I'm 24. I just graduated from college last year. I worked independently before coming to Japan. This is my first experience in the corporate world, in the teaching world, and in the Japanese world. Be that as it may, these are my opinions about Japan, and that's all they are - opinions. You are free to disagree with them, be insulted by them, admire them, or write me and counter them. Nevertheless, I feel the need to tell people about certain situations that come up, to learn from my experiences, both good and bad to teach them about what life is like over here in general. It may be completely different in other parts of the country, in other schools, with other people, but the fact remains that some of these cultural differences are universal - there are always going to be differences between the Japanese and American mindset, and I want to tell you about some of them.
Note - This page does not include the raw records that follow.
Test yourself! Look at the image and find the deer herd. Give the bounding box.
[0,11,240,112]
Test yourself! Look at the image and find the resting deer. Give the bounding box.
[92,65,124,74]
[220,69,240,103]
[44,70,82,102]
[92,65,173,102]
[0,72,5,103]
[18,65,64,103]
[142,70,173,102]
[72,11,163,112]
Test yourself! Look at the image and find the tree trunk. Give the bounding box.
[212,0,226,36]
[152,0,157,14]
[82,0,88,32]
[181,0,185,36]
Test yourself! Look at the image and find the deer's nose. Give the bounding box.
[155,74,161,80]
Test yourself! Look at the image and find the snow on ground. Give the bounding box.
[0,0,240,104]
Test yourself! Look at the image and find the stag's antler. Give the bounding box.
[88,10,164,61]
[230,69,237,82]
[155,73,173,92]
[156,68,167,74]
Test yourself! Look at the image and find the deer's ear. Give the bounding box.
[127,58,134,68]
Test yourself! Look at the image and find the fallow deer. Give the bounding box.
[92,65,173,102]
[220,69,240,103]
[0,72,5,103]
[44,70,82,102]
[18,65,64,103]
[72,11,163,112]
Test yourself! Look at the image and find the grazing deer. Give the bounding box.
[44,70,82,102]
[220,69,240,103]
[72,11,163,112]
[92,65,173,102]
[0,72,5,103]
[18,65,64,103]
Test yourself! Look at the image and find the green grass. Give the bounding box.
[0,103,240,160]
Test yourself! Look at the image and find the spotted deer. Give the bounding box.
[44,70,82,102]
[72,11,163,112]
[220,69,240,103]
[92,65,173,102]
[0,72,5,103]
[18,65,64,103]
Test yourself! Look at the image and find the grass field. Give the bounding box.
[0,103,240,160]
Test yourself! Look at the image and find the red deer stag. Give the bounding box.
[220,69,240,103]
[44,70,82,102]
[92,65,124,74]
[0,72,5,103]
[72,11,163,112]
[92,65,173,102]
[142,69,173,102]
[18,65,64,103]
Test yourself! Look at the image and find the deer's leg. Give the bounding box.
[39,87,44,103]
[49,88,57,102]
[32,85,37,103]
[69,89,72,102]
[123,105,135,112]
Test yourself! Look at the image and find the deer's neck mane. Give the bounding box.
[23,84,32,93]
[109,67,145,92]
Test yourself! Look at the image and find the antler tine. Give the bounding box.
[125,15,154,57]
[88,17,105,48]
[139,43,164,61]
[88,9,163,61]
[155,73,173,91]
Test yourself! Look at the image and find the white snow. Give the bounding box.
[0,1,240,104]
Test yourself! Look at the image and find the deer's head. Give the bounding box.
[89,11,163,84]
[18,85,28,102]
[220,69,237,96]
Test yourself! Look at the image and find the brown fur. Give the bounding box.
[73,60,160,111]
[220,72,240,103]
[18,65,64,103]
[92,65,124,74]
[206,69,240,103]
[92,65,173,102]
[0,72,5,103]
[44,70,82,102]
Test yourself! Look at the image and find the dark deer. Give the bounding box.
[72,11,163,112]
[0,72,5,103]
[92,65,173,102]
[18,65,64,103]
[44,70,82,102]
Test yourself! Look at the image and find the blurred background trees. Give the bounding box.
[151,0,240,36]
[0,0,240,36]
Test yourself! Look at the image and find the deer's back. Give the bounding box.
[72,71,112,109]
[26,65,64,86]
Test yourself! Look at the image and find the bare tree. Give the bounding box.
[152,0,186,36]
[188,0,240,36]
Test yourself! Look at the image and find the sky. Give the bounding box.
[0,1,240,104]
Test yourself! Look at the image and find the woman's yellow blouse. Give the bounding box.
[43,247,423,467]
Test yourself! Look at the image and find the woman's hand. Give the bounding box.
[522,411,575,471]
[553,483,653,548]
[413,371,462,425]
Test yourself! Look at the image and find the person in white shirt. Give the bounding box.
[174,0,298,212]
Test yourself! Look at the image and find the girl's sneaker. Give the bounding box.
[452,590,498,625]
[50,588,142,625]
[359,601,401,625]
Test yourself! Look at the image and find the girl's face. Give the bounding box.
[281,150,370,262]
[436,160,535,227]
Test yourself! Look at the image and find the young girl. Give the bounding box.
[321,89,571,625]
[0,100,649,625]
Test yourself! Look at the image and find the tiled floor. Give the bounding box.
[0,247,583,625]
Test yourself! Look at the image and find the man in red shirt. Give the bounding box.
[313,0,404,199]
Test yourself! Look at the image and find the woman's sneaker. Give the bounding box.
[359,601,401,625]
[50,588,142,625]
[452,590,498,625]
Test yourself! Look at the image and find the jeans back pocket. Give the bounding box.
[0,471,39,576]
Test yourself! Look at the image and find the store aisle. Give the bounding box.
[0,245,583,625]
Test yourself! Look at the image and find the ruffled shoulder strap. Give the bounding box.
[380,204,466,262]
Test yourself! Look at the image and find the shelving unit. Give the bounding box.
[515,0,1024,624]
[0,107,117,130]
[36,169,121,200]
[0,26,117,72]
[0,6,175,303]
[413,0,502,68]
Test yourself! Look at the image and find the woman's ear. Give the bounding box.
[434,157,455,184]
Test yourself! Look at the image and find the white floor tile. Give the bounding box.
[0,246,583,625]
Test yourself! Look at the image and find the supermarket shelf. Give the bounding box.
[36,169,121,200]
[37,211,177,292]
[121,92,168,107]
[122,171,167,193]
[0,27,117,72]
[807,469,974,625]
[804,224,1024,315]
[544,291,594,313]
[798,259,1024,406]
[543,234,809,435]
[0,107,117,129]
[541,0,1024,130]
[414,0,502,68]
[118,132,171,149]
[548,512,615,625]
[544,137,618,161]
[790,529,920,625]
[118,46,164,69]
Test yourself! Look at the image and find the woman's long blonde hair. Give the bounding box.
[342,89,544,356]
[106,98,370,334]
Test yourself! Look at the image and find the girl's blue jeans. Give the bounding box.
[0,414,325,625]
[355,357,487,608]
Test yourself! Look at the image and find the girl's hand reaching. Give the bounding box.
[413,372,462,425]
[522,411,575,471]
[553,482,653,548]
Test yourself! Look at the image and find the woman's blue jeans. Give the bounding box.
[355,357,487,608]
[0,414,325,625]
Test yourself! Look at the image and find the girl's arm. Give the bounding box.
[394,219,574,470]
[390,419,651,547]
Regarding my Japanese readers (and I know there are a lot of you, either as eikaiwa teachers or natives) - there is an expression we use called "lost in translation". This is not insulting your knowledge of English - I personally believe that you could study English for years and still have something lost in translation. Nor is this confined to Japanese people - English speakers studying Latin, Greek, other languages all lose something in the translation. Why? Because regardless of how much studying we do, how many expressions we know, we're still not native speakers, and privy to the original intent of the message. You can study pronunciation, intonation, emotion, and still might be off by miles (or kilometers). Nor does "lost in translation" apply specifically to people speaking a different language - think of how you studied famous writings, books, poems in school; did you understood the full meaning of the author's words, even though they were written in your language? Maybe so, maybe not - but regardless of how skilled a writer he was, or how observant a person you are, some feelings, the mood of the piece, may never be truly understood.
Am I happy living in Japan? Yes.
Am I happy living in a mountain town? Yes, but sometimes there are disadvantages, which I talk about.
Do I enjoy teaching English? Yes, but I don't believe it's my destiny or "true calling" - it's a job, plain and simple.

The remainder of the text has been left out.